Hi, my name is Alexander! I am a PhD student at Constructor University, Bremen. My research is mainly focused on Deep Learning methods in Natural Language Processing. For the last few years, I have been working on adaptation of diffusion models to discrete domains, such as text or code. I am trying to understand how the text-based latent space differs from the image latent space, and to find ways to minimize this difference. I am very interested in the progress of LLMs and I share what I learn by teaching the NLP course at HSE University and also by writing reviews here.
If you have questions about my work or you just want to chat, please feel free to reach me via email. I will be happy to answer any questions!
Publications
Smoothie: Smoothing Diffusion on Token Embeddings for Text GenerationAlexander Shabalin, Viacheslav Meshchaninov, and Dmitry Vetrov. 2025, preprint.

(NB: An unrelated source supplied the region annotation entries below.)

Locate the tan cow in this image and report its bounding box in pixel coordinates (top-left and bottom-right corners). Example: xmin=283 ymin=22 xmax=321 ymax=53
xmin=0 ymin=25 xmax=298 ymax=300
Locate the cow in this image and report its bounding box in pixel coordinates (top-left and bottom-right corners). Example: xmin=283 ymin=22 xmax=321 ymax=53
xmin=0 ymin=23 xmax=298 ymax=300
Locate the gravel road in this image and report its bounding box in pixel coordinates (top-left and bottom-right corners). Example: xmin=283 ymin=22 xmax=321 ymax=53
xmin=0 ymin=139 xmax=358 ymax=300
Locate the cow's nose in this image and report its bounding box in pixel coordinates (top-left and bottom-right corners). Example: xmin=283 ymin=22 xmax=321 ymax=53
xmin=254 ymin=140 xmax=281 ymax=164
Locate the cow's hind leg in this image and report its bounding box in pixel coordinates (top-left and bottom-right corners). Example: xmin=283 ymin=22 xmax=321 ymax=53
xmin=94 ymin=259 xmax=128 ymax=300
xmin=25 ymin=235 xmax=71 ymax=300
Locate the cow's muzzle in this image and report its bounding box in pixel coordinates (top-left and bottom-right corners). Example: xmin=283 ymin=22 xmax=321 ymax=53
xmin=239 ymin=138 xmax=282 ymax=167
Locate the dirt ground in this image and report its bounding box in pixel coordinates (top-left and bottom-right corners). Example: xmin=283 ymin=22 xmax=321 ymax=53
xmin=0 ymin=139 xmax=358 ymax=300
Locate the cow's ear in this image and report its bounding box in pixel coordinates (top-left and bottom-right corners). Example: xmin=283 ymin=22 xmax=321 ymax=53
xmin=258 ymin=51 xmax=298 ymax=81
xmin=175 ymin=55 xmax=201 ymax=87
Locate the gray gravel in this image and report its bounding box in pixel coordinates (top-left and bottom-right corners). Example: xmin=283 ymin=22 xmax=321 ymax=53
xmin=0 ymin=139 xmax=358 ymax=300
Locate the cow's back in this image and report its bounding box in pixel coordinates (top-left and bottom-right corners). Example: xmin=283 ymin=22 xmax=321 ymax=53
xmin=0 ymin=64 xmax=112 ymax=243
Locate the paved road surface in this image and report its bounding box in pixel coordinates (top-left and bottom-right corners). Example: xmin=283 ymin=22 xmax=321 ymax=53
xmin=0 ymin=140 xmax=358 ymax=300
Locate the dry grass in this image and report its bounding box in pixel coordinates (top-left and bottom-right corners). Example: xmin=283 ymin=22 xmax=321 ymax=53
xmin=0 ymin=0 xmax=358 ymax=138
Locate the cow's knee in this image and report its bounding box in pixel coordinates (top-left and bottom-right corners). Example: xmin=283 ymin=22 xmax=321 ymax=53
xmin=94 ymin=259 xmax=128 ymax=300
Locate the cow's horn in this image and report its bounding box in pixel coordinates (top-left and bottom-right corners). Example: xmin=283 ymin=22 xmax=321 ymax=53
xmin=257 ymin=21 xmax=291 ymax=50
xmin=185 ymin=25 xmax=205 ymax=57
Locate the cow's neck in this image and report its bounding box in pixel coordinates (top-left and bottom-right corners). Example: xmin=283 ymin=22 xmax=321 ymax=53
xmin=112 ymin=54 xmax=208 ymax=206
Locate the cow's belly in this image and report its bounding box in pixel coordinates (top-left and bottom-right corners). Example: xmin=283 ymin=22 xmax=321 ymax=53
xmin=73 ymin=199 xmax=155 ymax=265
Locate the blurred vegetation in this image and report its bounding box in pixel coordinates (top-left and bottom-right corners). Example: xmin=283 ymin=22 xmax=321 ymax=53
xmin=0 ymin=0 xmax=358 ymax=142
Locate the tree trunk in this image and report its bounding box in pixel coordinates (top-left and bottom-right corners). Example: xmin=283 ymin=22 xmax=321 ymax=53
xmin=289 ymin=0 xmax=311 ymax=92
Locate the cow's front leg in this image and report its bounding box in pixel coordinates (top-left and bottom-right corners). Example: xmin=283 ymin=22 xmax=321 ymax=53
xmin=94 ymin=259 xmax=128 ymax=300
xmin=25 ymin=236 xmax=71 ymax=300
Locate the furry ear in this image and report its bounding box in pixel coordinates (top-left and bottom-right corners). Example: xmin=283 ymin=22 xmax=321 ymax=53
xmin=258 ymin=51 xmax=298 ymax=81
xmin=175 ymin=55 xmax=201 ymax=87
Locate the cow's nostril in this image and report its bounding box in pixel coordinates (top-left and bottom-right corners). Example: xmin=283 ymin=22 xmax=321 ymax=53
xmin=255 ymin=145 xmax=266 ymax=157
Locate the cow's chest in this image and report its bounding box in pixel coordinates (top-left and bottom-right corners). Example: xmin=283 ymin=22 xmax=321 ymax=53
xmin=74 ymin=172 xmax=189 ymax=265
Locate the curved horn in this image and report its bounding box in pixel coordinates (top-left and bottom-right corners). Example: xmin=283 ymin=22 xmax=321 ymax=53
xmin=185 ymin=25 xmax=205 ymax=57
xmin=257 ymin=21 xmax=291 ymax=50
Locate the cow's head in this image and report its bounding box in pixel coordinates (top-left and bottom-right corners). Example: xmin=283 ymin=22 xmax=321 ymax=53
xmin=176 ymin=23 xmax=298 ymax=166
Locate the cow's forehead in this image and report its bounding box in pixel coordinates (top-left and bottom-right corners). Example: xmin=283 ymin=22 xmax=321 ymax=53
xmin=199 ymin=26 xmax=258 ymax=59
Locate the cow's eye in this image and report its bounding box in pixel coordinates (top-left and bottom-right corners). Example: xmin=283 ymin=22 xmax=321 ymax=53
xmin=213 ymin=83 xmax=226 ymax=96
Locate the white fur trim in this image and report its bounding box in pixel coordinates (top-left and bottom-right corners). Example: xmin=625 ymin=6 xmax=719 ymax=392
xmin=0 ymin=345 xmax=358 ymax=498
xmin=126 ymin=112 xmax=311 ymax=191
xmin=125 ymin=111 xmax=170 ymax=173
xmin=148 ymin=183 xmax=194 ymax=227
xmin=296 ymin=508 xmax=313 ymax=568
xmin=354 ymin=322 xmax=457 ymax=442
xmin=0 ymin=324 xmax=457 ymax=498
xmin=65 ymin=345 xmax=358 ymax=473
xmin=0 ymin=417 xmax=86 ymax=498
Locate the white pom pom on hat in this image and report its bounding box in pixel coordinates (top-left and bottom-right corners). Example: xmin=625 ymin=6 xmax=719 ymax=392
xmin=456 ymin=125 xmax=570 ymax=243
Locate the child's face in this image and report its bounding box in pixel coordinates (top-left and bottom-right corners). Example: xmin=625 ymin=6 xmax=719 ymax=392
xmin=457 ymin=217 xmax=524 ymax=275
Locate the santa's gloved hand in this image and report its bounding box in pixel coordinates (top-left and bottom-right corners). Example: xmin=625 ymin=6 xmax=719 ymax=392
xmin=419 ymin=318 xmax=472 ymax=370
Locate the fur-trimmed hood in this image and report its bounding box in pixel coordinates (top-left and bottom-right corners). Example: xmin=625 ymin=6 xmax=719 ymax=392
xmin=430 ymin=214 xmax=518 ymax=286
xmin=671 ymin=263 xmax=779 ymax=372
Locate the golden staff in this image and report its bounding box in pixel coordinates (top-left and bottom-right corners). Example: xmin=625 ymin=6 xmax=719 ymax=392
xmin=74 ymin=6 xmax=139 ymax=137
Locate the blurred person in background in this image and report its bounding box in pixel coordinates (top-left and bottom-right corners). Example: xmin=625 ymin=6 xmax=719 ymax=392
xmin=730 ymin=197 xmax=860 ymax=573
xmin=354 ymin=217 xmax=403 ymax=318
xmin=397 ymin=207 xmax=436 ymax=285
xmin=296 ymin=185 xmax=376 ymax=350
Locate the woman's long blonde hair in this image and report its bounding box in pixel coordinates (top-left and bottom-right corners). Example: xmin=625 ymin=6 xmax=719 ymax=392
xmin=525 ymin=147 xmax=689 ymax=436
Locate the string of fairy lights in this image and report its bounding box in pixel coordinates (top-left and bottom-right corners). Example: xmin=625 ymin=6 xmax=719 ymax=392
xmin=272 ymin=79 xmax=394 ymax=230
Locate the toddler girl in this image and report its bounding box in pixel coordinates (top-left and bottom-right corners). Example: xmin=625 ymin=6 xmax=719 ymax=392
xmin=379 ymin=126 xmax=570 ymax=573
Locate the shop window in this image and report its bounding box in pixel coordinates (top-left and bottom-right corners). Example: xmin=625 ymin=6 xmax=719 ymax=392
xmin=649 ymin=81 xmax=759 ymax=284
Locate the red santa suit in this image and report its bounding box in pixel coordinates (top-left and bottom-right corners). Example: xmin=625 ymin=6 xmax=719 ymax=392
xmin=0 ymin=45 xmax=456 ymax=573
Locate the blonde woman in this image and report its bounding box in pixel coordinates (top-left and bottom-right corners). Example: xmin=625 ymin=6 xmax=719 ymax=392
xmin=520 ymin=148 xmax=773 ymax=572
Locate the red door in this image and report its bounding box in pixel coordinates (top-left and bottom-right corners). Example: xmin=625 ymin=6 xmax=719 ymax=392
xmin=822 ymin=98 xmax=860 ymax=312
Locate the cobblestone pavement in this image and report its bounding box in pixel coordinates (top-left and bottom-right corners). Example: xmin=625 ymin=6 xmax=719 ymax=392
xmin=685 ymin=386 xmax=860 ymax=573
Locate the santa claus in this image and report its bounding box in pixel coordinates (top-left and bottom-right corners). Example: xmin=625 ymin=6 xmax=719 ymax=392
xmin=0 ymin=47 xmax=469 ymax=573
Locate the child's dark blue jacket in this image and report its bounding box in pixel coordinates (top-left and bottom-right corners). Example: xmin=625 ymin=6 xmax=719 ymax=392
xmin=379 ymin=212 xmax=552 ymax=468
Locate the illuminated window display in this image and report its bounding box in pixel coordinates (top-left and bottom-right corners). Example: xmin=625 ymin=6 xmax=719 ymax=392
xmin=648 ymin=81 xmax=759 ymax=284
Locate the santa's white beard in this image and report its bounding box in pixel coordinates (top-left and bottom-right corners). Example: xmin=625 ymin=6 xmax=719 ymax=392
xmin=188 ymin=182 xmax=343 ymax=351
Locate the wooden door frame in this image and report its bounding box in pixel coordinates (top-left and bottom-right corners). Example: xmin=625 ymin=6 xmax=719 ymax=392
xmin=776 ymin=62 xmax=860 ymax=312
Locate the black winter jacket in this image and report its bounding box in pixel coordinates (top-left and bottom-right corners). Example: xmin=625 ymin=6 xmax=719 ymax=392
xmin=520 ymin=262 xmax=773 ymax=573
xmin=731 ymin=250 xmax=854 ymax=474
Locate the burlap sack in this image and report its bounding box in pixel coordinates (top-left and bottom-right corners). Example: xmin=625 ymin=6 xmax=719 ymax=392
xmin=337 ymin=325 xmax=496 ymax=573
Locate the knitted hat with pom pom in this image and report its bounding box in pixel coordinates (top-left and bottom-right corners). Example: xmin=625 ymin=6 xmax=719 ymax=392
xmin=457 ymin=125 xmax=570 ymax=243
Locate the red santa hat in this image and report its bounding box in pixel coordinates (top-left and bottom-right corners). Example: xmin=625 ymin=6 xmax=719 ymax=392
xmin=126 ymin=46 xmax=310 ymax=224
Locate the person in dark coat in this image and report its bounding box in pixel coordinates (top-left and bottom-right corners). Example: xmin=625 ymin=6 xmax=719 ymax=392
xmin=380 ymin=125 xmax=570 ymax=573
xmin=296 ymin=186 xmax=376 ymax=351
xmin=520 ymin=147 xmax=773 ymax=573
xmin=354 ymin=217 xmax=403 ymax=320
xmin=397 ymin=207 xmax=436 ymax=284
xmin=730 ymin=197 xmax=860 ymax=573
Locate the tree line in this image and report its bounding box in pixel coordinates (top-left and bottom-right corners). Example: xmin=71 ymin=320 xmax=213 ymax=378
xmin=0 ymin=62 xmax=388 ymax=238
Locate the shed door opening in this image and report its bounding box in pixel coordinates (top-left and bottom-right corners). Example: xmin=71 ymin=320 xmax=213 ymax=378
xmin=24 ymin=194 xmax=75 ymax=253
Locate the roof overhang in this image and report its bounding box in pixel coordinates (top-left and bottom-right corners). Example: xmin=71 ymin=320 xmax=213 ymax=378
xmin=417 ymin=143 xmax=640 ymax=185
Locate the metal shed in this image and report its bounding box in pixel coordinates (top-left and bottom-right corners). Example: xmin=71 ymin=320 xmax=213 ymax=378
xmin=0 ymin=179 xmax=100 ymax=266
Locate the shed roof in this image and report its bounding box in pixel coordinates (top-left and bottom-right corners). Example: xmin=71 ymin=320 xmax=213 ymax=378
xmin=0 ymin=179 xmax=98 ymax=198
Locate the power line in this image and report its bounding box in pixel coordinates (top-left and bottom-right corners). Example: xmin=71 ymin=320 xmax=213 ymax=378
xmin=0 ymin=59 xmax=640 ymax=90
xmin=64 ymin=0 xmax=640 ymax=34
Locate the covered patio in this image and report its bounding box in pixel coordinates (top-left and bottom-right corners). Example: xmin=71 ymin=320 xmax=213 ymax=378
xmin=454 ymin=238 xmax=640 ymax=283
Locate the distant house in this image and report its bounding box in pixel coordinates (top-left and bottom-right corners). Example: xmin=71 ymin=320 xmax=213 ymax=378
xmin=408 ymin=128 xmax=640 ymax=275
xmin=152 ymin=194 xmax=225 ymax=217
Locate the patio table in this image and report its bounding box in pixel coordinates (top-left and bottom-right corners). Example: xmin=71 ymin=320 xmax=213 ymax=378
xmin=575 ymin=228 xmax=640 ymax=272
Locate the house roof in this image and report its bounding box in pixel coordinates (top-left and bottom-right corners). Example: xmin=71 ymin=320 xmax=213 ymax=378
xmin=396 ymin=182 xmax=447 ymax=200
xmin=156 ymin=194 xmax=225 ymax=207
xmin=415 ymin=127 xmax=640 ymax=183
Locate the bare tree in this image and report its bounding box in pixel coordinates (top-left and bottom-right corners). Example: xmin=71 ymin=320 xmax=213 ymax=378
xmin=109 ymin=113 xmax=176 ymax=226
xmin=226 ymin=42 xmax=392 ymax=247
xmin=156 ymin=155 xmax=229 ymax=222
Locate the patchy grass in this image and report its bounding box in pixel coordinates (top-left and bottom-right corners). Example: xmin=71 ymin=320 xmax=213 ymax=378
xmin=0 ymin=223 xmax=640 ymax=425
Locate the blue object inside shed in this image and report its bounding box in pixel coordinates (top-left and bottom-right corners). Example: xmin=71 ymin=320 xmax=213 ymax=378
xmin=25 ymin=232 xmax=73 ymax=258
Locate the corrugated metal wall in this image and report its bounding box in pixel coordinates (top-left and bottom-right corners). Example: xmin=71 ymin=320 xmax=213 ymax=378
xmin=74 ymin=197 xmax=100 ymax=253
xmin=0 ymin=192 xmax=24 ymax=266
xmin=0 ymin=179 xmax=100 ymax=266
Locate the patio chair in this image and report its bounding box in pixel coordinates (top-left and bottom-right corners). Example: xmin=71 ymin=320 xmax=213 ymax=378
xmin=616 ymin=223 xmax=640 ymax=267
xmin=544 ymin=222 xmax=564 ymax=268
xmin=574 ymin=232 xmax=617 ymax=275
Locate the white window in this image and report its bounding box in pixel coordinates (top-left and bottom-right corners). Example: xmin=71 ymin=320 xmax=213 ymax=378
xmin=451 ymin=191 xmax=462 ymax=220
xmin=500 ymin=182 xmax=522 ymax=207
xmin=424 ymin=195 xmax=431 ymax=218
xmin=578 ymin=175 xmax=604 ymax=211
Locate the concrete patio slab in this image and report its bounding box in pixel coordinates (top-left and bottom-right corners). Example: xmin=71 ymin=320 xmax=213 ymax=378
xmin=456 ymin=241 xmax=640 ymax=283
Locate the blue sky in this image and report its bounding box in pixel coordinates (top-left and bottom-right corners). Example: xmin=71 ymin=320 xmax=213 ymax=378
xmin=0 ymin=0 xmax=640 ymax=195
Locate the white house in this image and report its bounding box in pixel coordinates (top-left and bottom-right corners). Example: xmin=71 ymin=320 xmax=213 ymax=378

Diffusion models have achieved state-of-the-art performance in generating images, audio, and video, but their adaptation to text remains challenging due to its discrete nature. Prior approaches either apply Gaussian diffusion in continuous latent spaces, which inherits semantic structure but struggles with token decoding, or operate in categorical simplex space, which respect discreteness but disregard semantic relation between tokens. In this paper, we propose Smoothing Diffusion on Token Embeddings (Smoothie), a novel diffusion method that combines the strengths of both approaches by progressively smoothing token embeddings based on semantic similarity. This technique enables gradual information removal while maintaining a natural decoding process. Experimental results on several sequence-to-sequence generation tasks demonstrate that Smoothie outperforms existing diffusion-based models in generation quality. Furthermore, ablation studies show that our proposed diffusion space yields better performance than both the standard embedding space and the categorical simplex.
Compressed and Smooth Latent Space for Text Diffusion ModelingViacheslav Meshchaninov, Egor Chimbulatov, Alexander Shabalin, Aleksandr Abramov, and Dmitry Vetrov. 2025, NeurIPS.
Autoregressive language models dominate modern text generation, yet their sequential nature introduces fundamental limitations: decoding is slow, and maintaining global coherence remains challenging. Diffusion models offer a promising alternative by enabling parallel generation and flexible control; however, their application to text generation is hindered by the high dimensionality of token-level representations. We introduce Cosmos, a novel approach to text generation that operates entirely in a compressed, smooth latent space tailored specifically for diffusion. This space is learned using an autoencoder trained simultaneously for token-level reconstruction and alignment with frozen activations from a pretrained language encoder, providing robust semantic grounding and enabling effective perturbation-based augmentations. Empirically, we demonstrate that text representations can be compressed by 8× while maintaining generation quality comparable to token-level diffusion models. Furthermore, increasing the latent sequence length allows Cosmos to surpass both diffusion-based and autoregressive baselines. We evaluate Cosmos on four diverse generative tasks including story generation, question generation, summarization, and detoxification and compare it with various generative paradigms. Cosmos achieves comparable or superior generation quality while offering more than 2× faster inference.
TEncDM: Understanding the Properties of the Diffusion Model in the Space of Language Model EncodingsAlexander Shabalin, Viacheslav Meshchaninov, Egor Chimbulatov, Vladislav Lapikov, Roman Kim, Grigory Bartosh, Dmitry Molchanov, Sergey Markov, and Dmitry Vetrov. 2025, AAAI (oral).
This paper presents the Text Encoding Diffusion Model (TEncDM), a novel approach to diffusion modeling that operates in the space of pre-trained language model encodings. In contrast to traditionally used embeddings, encodings integrate contextual information. In our approach, we also employ a transformer-based decoder, specifically designed to incorporate context in the token prediction process. We conduct a comprehensive examination of the influence of the encoder, decoder, noise scheduler, and self-conditioning on zero-shot generation. Furthermore, we compare TEncDM with previous approaches on three conditional text generation tasks: QQP, XSum, and Wiki-Auto. The results show that TEncDM exhibits superior performance compared to existing non-autoregressive diffusion models.
[Re] “Towards Understanding Grokking”Alexander Shabalin, Ildus Sadrtdinov, and Evgeniy Shabalin. 2023, MLRC (outstanding paper honorable mention).
In this work, we attempt to reproduce the results of the NeurIPS 2022 paper "Towards Understanding Grokking: An Effective Theory of Representation Learning". This study shows that the training process can happen in four regimes: memorization, grokking, comprehension and confusion. We first try to reproduce the results on the toy example described in the paper and then switch to the MNIST dataset. Additionally, we investigate the consistency of phases depending on data and weight initialization and propose smooth phase diagrams for better visual perception.